Les propositions alternatives pour la gestion de la reconstruction du parc immobilier, sous forme d’une reconstruction participative, en écho au célèbre budget de Porto Alegre, ne font pourtant pas défaut. Celle de la création d’un office municipal ou d’un office de Louisiane chargé de la gestion de la reconstruction est un préalable afin que l’action publique puisse décider et contrôler les chantiers à mettre en œuvre. On peut craindre que la commission créée en ce sens par le maire de La Nouvelle-Orléans soit impuissante puisque son initiateur s’est déjà disqualifié par son faible souci de l’intérêt public. [...]

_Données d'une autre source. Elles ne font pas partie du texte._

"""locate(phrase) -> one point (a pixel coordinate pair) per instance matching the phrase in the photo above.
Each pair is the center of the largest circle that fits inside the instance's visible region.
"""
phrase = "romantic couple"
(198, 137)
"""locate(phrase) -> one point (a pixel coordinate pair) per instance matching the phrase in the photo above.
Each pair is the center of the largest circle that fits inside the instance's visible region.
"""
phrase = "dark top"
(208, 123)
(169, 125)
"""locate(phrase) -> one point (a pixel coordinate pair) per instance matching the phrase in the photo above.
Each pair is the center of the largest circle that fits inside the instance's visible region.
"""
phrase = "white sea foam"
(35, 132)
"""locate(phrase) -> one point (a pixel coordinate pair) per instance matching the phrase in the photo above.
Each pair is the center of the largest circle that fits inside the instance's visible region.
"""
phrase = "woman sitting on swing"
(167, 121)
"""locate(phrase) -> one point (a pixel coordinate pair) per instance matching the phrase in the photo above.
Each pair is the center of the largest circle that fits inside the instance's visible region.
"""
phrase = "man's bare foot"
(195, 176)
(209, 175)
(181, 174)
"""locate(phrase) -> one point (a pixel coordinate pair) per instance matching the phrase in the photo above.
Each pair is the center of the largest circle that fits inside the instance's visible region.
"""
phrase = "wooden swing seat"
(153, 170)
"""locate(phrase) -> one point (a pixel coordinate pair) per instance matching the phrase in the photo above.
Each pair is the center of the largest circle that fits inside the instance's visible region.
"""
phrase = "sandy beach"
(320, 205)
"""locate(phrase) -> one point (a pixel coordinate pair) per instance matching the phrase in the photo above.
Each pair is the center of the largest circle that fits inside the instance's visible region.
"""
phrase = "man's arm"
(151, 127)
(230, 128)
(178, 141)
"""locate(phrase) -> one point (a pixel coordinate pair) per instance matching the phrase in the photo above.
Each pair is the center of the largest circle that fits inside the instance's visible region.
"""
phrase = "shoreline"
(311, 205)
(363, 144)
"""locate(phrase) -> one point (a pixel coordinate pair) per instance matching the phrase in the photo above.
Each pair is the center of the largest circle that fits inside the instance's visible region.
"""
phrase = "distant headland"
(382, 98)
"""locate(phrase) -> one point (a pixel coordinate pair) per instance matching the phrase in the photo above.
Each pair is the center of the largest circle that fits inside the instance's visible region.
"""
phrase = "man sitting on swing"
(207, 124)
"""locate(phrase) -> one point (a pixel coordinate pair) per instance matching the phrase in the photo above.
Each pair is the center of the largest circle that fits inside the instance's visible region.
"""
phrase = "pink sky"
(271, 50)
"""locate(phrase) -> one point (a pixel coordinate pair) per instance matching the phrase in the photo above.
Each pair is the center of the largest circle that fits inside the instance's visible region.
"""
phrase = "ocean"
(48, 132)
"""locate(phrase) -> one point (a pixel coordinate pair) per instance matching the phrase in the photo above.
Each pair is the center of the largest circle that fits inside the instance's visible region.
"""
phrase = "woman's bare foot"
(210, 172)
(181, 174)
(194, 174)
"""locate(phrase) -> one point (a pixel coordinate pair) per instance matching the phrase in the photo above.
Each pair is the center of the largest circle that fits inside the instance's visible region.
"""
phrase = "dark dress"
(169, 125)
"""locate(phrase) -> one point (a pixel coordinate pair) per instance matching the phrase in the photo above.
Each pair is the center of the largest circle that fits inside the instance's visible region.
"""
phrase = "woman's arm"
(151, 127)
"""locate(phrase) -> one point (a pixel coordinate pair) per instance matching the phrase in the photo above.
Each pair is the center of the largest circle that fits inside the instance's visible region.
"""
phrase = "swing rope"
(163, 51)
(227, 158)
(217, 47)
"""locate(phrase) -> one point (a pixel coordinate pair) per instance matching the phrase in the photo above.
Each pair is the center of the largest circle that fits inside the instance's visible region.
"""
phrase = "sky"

La question de la reconstruction des quartiers dévastés et des zones inondées doit être débattue de façon contradictoire. Peut-on reconstruire sur les mêmes terrains ? Doit-on restaurer les marais comme élément protecteur ? Les digues et le pompage des eaux constituent-ils des moyens, même modernisés, suffisants contre les eaux ? Là encore, les arguments d’autorité ne suffisent pas. Ils dissimulent trop souvent d’autres visées peu avouables. Un large débat public, où chacun, experts comme simples citoyens, pourrait donner son avis, permettrait de dresser un état des lieux et des moyens disponibles afin de prendre des décisions collectivement approuvées, socialement acceptables et écologiquement responsables.
ENCARTS
Droit au retour
« La Nouvelle-Orléans, avant l’ouragan, était une ville raciste menant une politique de classe. J’ai déjà évoqué quelques-unes des questions comme celle des logements vides alors qu’il y a d’innombrables sans-abri, les écoles sans manuel scolaire, les brutalités policières qui vont jusqu’à des meurtres et des viols. [...] Ce que nous entendons par « droit au retour », c’est le droit des évacués à revenir chez eux. Et, pour les plus pauvres, cela signifie pouvoir disposer d’un accès au logement au loyer abordable, sans risque de pollution, à un service de santé public, à des écoles pour nos enfants, à la sécurité contre les violences policières et la fin de l’incessant harcèlement policier des jeunes Noirs. [...] Quand on nous demande comment peut-on assurer la justice à La Nouvelle-Orléans, notre réponse est que les pauvres et les opprimés ont le droit à l’autodétermination et à la démocratie » (extrait de l’entretien avec Marie-Isabelle Pautz, de la Community Labor United in L’Ouragan Katrina. Le désastre annoncé).
Le quartier d’Algiers en autogestion
La solidarité syndicale internationale se met en place. Le site internet de l’AFL-CIO annonce ainsi que Sud-PTT a apporté un soutien financier au fonds d’aide aux victimes qu’a ouvert la centrale syndicale américaine pour « soutenir les activités des syndicats, pour aider les travailleurs américains, nos frères et sœurs ». Pauvre, déshérité et abandonné par les autorités et par la Fema [Agence fédérale de gestion des crises, NDLR], le quartier d’Algiers s’est auto-organisé. Le quartier ressemble, selon Paul D’Amato, qui y arrive le 9 au matin, à un « étrange mélange de ville fantôme, de ville occupée par l’armée et d’auto-organisation » (). N’ayant reçu ni aide ni assistance, les habitants ont pris leur destin en main en lançant un appel à l’aide. [...] Des quatre coins des États-Unis, [...] les militants ont rassemblé des dons spécifiquement destinés à cette zone abandonnée de La Nouvelle-Orléans et qui est désormais administrée par la communauté » (extrait du 13 septembre du chapitre « Éphéméride d’une catastrophe naturelle qui ne l’est pas tant que ça », in L’Ouragan Katrina. Le désastre annoncé.).